Gideon had moved before the aged gun, frightened into wondering whether or not it worked. Who knew? The swords still all held edges. “No. It’s not.”

“You d-don’t understand.” The cavalier was fighting for control, fierce eyes wet with hate and despair. She was shivering so hard that she was vibrating. “Isaac’s cautious. Not reckless. He’s not—he didn’t— He was always so careful, he shouldn’t have— I hated him when we were little, he wasn’t at all what I wanted—”

She gave in to crying again. When she could, she said, “It’s not fair! Why did he get stupid now?”
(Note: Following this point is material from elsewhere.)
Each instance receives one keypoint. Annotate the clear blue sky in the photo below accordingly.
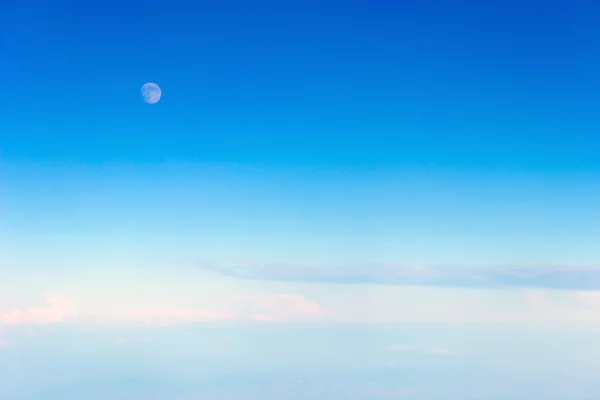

There was absolutely nothing Gideon could say to this. She needed more firepower than bookcases and antiques. What she badly needed was Harrow Nonagesimus, for whom a gigantic construction of bones would be more fun opportunity than hellish monstrosity, and she needed her longsword. But she couldn’t leave Jeannemary, and right now Jeannemary was a liability.

She mopped her hands over her bleeding face, demolishing her face paint and trying to get her thoughts straight, and settled on: “Look. We’ll stay in here until you’re fighting fit—don’t try to tell me you’re fit, you’re exhausted, you’re in shock, and you look like hot puke. Take half an hour, lie down, and I’ll get you some water.”

It took an enormous effort to get Jeannemary onto one of the dusty, mattress-squeaking beds, and much more effort to get her to take even tiny sips of the water that came out of the tap at the laboratory—the pipes rattled in shock that they were being used—in a little tin mug that had probably not had anybody’s lips near it since the Ninth House was young. The recalcitrant teen drank a little, rested her head on the spongy old pillow, and her shoulders shook for a long time. Gideon settled down in the overstuffed armchair and kept her rapier out over her knees.

“What was that thing?”

Gideon startled; she had been lulled into a fug of reverie, and Jeannemary’s voice was thick with weeping and the pillow.

“Dunno,” she said. “All I know is that I’m going to kick its ass for it.”

Another moment’s silence. Then: “This is the first time Isaac and me really left the House … I wanted him to sign us up to go out to the front ages ago, but Abigail said no … and he wouldn’t … I mean, he’s got three younger brothers and four younger sisters to look after. He had, I mean.”